Learning while building a basic password manager
(my goal and approach)
Recently, i started working on a password manager (which uses hybrid encryption).
The goal: Make a password manager in cpp which stores your password in an encrypted format in an executable file on your system but when you open the file, the contents should seem gibberish.
The approach: Use an irreversible hashing function to store a common passkey in the file. Encrypt the username and password (which is different from the common passkey) of an application (let's say github) using the common passkey and store it. So, the common passkey is not stored directly stored in the file.

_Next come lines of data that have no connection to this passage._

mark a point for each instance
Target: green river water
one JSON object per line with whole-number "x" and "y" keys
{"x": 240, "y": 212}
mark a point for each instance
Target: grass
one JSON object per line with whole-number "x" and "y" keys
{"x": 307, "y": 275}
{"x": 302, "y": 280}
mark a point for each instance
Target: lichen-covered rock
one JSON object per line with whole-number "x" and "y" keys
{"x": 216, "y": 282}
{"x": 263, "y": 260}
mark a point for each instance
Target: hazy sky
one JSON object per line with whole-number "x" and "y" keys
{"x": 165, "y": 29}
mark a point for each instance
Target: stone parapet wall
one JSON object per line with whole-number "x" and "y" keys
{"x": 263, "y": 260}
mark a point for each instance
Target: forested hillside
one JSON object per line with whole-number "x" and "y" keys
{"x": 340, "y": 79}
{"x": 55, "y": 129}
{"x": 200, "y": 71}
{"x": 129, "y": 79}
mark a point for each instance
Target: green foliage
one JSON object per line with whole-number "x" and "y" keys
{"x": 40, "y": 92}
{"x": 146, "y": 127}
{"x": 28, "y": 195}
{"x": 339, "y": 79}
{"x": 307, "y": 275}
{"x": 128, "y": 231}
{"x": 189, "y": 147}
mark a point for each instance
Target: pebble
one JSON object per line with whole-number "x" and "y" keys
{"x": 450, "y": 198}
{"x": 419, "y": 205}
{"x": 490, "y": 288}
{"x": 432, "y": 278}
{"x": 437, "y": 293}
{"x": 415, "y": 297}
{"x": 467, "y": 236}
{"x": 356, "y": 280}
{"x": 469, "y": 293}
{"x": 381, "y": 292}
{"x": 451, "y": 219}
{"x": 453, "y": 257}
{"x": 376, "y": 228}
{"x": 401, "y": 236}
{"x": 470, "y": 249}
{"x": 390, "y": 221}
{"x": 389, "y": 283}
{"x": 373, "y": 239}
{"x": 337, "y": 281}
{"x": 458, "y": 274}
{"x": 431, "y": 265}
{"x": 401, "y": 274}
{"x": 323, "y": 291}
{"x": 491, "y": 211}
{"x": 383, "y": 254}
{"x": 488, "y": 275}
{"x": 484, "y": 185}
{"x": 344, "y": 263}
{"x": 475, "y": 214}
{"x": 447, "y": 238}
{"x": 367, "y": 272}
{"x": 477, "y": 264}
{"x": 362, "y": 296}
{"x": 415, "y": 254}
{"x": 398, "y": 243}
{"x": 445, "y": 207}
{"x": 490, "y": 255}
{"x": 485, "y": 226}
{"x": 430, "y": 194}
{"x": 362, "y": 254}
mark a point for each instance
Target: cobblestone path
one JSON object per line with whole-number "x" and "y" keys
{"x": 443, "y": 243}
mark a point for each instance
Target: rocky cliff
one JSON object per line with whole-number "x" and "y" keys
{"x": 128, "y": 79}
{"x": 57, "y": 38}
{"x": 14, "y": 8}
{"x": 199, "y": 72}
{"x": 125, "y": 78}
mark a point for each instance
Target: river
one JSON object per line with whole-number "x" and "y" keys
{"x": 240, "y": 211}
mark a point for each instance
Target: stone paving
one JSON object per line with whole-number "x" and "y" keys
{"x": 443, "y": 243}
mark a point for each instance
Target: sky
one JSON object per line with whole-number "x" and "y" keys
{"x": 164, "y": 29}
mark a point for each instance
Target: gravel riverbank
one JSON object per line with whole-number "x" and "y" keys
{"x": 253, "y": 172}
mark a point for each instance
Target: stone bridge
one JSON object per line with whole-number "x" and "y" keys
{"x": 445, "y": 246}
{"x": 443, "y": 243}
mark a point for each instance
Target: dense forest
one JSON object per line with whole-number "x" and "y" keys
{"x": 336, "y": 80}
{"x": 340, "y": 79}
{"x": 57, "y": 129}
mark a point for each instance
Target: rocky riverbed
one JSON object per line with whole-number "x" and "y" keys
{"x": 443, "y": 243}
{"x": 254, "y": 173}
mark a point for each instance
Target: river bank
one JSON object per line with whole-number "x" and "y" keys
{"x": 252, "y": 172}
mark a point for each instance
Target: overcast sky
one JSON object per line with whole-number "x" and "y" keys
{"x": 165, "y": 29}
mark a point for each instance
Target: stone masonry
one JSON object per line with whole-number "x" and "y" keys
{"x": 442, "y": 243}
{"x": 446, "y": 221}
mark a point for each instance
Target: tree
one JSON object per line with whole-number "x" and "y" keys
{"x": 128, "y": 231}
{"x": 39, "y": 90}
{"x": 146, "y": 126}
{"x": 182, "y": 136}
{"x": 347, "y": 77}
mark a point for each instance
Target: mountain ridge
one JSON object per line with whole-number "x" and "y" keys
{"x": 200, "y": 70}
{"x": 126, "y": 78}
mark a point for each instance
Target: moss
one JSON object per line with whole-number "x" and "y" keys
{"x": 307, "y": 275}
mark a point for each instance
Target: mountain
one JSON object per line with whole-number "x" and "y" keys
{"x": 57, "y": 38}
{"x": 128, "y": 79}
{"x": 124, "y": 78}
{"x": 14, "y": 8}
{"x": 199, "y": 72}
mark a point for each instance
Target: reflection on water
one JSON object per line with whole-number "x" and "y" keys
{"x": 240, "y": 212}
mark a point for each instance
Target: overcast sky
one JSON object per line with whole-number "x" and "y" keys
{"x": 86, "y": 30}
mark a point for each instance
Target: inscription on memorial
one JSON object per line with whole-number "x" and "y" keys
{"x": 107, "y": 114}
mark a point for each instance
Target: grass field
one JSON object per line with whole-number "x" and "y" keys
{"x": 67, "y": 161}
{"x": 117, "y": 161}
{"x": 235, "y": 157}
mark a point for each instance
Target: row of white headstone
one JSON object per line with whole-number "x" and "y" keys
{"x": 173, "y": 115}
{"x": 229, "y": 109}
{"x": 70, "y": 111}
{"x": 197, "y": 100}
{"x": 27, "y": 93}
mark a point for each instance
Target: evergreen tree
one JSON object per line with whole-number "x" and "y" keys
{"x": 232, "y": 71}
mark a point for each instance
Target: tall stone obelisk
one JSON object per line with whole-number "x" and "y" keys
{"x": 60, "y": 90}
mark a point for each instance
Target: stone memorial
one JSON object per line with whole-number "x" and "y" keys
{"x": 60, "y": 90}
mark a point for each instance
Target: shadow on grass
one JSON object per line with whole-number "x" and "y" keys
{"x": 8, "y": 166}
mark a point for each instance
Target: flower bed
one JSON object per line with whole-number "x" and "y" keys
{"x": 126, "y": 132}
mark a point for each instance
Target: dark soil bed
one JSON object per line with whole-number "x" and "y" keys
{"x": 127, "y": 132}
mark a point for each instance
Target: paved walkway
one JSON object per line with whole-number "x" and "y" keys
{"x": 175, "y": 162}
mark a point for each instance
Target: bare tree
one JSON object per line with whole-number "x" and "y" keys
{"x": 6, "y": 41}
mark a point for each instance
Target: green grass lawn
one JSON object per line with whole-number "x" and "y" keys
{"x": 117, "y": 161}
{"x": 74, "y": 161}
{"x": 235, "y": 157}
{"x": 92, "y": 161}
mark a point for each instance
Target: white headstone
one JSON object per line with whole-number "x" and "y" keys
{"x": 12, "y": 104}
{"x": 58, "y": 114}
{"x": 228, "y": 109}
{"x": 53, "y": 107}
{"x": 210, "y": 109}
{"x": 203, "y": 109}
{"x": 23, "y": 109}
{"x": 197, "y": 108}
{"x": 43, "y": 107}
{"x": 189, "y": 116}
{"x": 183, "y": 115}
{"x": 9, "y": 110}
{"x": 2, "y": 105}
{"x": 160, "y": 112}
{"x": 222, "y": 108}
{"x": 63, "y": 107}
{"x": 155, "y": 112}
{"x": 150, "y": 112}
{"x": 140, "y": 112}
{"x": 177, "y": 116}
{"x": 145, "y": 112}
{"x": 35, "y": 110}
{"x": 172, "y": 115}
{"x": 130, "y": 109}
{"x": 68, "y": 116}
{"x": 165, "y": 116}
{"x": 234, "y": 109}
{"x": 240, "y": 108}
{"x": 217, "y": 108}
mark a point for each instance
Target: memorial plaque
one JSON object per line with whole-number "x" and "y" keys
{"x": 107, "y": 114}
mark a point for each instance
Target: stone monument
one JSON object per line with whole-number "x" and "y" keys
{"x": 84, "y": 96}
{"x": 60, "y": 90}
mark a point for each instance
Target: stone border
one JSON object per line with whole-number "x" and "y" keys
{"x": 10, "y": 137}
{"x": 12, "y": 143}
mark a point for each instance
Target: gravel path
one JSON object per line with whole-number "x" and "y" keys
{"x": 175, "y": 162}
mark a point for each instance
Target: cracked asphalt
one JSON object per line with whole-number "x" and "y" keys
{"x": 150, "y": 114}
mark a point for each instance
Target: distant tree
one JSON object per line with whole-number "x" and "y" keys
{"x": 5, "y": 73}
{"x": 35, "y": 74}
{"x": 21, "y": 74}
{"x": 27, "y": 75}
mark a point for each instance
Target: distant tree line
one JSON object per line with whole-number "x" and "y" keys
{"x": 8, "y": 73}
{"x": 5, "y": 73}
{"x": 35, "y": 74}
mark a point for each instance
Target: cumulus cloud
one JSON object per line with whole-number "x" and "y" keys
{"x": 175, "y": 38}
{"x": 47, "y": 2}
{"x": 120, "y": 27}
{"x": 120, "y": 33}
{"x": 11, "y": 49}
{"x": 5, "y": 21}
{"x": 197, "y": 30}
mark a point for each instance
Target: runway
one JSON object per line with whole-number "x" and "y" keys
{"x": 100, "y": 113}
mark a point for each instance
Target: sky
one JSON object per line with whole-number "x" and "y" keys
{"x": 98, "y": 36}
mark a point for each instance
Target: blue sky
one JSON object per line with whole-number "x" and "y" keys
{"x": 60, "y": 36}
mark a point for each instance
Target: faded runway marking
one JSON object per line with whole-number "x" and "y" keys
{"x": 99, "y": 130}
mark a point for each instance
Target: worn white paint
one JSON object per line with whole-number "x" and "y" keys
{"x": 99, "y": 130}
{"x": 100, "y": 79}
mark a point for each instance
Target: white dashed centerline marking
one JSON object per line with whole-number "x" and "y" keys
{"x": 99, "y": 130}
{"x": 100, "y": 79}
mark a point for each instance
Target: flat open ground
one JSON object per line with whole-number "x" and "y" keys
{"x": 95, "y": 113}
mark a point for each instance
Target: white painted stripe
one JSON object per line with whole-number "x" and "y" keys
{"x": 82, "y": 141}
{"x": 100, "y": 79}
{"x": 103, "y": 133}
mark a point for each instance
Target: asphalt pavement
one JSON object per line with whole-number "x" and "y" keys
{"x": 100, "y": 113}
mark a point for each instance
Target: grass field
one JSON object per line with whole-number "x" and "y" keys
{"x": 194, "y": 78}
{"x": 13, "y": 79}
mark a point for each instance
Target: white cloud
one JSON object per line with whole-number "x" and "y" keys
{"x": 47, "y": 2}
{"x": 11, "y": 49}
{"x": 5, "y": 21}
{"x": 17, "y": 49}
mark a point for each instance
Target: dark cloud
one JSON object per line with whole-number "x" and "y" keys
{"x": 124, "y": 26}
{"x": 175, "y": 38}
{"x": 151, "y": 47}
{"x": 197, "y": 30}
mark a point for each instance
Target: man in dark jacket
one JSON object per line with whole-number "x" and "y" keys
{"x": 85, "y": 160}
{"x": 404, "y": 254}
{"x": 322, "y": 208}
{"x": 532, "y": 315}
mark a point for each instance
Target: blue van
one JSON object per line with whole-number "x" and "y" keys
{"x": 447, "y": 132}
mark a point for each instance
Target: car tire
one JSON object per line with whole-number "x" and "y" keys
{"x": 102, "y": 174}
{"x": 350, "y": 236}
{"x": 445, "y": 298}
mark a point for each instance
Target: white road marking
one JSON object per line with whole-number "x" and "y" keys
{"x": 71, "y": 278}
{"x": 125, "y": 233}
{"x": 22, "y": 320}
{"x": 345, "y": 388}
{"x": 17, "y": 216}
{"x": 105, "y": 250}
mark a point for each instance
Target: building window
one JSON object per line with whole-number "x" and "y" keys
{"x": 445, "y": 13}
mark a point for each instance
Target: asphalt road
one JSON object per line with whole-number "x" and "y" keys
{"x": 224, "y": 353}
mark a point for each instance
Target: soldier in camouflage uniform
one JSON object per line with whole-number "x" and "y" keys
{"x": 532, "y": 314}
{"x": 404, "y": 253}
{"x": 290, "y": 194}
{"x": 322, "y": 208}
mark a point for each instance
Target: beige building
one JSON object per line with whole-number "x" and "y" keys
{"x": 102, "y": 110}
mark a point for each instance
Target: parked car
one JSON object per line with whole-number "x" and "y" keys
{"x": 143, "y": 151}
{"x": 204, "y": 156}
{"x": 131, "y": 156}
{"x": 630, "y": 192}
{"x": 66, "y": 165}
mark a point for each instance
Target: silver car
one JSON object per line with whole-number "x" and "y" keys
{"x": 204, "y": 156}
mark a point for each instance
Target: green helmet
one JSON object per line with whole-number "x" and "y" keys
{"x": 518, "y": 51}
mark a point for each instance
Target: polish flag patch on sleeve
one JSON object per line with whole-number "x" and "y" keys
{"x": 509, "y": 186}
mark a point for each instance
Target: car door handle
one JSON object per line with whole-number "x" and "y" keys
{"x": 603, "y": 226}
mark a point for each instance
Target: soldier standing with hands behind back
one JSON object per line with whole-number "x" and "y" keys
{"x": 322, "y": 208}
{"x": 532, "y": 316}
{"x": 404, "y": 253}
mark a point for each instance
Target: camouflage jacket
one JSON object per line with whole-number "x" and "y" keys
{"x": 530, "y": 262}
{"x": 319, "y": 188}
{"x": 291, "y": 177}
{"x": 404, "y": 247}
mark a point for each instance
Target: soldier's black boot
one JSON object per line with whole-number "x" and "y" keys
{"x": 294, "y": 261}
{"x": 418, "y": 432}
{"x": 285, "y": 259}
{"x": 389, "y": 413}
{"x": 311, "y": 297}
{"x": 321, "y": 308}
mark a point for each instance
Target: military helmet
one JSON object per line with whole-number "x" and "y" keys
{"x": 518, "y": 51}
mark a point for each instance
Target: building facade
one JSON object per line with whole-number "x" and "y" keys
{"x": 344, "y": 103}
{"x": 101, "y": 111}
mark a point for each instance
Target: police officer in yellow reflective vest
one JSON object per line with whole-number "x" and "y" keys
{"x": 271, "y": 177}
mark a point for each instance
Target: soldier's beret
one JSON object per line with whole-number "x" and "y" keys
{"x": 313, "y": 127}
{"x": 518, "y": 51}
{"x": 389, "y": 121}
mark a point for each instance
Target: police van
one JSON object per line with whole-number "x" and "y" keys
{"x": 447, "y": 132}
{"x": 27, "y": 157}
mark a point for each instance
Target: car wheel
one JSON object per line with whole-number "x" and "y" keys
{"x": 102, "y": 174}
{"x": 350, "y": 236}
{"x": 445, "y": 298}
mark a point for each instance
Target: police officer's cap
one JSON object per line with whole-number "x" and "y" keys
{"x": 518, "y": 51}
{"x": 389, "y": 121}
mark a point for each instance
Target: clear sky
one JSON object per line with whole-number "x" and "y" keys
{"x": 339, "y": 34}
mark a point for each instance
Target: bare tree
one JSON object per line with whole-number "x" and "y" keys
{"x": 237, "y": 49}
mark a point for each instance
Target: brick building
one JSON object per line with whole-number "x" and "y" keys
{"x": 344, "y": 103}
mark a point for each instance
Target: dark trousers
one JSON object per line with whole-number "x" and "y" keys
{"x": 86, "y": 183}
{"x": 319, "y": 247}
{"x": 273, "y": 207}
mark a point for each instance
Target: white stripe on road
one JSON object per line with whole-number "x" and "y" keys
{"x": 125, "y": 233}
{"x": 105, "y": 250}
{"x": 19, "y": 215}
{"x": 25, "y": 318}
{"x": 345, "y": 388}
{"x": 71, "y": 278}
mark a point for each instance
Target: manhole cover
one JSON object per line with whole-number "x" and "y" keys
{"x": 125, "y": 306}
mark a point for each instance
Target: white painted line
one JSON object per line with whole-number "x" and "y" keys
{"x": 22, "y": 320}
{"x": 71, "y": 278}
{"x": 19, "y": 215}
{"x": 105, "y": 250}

Now every time you run the program, it will open the file, ask for the common passkey, hash it and match with the saved hash, if correct, decrypt the username and password stored and display it.
Let's begin building
When i started building it, i developed a logic with a pen and paper. It was supposed to be really simple and easy.
Few bugs and a feature?
(discovering a weird feature and reporting my first issue on github)
I recently learned about VIM and started using it as by go to IDE, so i needed to get accustomed to the shortcuts.
I use WSL2 with zsh and ohmyzsh! framework.
Now, if you don't know, all the terminals do not add a new line when a command execution ends. So if your code contains cout<<"bye"; at the end, it will print "bye" and the prompt for the next command will continue from the same line (which is annoying to be honest). And this is the case with most of the terminals (PowerShell, BASH, Cygwin terminal, etc.).
But not zsh. They add a new line to the output by default and move the prompt to a new line, but they add a % at the end of the output to indicate it.
At first, i thought it was due to a bug on my program. And when i was discussing this with someone they said, "Oh, its cause you didn't add the new line, try cout<<"bye"<<endl;". And it worked. Then on doing some research i found out that's a feature of zsh, thanks to an old ass reddit post.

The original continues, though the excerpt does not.